Failures in Control Environment
We could also consider how the Fort Worth police came up short in its control environment. The control environment is a somewhat hazy concept, but it includes the tone of executive leadership, the organization’s culture and ethical values, and the commitment to developing competent employees who believe in those standards of ethics, integrity, and high performance.
Well, circle back to the statistic that Fort Worth police have shot and killed six people in four months. I don’t know whether that number actually is high, but it certainly seems so to me. Fort Worth has a population of 895,000. In comparison, New York City is nearly 10 times larger (8.23 million), but has had only seven fatal police shootings all year. Boston, with 695,000 people, has had only two this year.
Moreover, the problem of white police officers shooting black persons for no valid reason has seared itself into public consciousness in recent years. All police departments in large, diverse cities should have been aware of this problem for quite some time. That’s especially true in Fort Worth, which watched the Botham Jean tragedy unfold literally next door in Dallas.
Something was wrong in the control environment at the Fort Worth police, because the department was not responding to its environment quickly enough. It was not taking external events into account and translating them into changes in policy, procedure, tone at the top, or personnel.

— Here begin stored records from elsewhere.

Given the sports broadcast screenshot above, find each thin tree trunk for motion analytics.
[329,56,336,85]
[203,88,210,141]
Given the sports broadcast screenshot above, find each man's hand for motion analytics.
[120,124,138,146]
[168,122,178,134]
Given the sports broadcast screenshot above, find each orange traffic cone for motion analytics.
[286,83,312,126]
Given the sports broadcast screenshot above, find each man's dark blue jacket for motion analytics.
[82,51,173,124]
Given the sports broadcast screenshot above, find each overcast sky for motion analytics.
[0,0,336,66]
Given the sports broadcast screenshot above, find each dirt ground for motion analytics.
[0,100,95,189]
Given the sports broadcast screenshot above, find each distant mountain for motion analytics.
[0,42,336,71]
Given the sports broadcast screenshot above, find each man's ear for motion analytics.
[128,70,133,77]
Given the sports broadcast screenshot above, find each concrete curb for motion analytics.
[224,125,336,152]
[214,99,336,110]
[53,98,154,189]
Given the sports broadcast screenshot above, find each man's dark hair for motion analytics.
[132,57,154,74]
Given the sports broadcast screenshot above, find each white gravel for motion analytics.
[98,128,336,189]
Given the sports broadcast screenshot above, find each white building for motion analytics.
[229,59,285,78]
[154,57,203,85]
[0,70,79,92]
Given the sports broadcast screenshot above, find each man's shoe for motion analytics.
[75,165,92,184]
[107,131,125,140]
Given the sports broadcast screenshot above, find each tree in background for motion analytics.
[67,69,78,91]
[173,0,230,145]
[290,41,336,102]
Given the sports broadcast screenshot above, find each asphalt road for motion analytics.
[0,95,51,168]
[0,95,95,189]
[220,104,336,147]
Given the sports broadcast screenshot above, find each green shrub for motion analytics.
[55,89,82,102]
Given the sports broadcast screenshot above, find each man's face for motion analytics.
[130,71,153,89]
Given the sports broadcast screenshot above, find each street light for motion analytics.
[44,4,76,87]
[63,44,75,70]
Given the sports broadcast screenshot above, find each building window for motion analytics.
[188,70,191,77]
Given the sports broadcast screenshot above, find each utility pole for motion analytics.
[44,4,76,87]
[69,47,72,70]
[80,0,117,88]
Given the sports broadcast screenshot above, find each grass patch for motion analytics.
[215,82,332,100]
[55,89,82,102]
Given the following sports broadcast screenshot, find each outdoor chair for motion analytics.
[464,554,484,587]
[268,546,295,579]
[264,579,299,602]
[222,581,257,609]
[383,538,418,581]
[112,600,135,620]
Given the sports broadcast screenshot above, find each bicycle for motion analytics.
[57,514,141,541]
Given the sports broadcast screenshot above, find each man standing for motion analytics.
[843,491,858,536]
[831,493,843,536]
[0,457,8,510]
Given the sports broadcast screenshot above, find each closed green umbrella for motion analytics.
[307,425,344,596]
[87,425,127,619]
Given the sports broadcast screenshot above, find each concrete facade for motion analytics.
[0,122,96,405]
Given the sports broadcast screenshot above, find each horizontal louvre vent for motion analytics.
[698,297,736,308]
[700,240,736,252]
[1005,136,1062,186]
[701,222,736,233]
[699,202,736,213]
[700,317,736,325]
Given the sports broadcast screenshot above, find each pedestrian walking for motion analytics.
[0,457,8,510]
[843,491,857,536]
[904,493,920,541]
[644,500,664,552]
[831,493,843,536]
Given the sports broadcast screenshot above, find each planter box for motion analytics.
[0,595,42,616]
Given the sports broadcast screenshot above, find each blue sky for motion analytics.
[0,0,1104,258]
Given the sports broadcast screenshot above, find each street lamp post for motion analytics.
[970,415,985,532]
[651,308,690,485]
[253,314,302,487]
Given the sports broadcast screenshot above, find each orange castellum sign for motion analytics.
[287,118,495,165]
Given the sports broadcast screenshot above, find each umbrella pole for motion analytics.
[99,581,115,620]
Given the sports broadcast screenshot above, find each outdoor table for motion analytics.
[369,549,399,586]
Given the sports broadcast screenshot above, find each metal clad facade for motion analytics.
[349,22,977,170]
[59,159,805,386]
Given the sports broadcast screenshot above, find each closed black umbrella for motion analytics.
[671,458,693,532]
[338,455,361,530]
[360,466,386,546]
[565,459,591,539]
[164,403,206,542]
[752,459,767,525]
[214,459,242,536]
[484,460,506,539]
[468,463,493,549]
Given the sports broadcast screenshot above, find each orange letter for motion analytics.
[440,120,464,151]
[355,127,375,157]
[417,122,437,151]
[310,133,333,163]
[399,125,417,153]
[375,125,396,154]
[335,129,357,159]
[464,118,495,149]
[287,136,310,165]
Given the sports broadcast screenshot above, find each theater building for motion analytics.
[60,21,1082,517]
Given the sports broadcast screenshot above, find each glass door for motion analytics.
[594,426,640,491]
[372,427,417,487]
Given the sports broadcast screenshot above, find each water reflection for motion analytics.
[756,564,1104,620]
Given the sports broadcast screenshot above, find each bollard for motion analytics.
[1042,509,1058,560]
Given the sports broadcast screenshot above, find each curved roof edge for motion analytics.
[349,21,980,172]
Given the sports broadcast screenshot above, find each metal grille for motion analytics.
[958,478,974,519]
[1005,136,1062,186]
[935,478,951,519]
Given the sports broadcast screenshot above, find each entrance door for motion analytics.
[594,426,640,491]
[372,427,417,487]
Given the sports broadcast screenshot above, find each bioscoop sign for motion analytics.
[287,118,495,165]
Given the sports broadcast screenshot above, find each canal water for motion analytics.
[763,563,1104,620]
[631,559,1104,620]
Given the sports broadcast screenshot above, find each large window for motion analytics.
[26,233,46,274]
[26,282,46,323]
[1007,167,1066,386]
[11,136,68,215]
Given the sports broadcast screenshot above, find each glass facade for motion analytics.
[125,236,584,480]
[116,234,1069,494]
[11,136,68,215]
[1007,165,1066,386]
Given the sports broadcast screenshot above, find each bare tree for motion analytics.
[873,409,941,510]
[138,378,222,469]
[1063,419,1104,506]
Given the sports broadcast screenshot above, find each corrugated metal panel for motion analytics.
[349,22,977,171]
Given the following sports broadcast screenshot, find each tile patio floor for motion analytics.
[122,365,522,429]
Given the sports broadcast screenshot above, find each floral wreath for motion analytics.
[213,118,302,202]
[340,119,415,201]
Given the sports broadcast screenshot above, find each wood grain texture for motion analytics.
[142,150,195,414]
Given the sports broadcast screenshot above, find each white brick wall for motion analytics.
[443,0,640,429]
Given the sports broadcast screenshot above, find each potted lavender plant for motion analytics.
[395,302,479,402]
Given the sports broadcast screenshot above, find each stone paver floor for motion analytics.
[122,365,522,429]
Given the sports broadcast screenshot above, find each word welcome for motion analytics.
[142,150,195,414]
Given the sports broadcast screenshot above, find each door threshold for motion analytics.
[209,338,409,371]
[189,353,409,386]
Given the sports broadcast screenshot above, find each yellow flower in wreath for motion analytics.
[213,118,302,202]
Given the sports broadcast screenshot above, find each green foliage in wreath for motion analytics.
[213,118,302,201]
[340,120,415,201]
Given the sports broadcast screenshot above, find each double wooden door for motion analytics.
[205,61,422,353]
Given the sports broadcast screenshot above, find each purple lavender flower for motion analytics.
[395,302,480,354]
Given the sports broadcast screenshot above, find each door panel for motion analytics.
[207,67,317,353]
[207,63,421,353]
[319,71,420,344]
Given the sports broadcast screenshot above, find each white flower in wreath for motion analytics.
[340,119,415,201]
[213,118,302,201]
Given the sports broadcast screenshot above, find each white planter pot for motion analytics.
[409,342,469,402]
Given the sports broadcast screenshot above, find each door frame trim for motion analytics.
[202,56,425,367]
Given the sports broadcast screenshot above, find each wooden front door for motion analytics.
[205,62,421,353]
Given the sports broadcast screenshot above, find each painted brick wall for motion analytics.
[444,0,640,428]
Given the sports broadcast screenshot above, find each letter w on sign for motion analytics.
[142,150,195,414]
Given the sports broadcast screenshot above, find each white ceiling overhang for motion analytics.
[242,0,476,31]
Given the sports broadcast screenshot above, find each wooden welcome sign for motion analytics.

That’s a failure of senior leadership. Even if their hearts were in the right place, their execution of risk assessment and internal control adjustment wasn’t.
Failures in the Person
None of this excuses Dean’s conduct. On the contrary, it shows how one failure compounded other failures — all leading to tragic result.
I don’t know whether Dean is racist. I suspect that like most people, he lapses into implicit bias from time to time, probably without even realizing it. Maybe he saw the figure of someone holding a gun, panicked at the thought of losing his own life, and fired. Maybe he saw the figure of a black person and panicked; where he would have paused for a few precious moments if he’d seen the figure of a white person.
Maybe this will all be determined in the investigations to follow. We should hope so, because Jefferson and her family deserve to know how this awful thing happened. Right now, however, we don’t know.
I will simply say that at best, Dean was insufficiently trained for the immensely stressful job that he had. And because of that insufficient training, whatever lapses he had in his thinking — implicit bias or outright racism — became magnified, and increased the chance of him reacting the wrong way to whatever situation confronted him. Then came the bad information from police dispatch, putting Dean in the wrong frame of mind, so his risk assessment was almost destined to be wrong.
Atatiana Jefferson paid the price for those mistakes. We all owe it to her to draw as many lessons as we can from her death, a loss that never should have happened.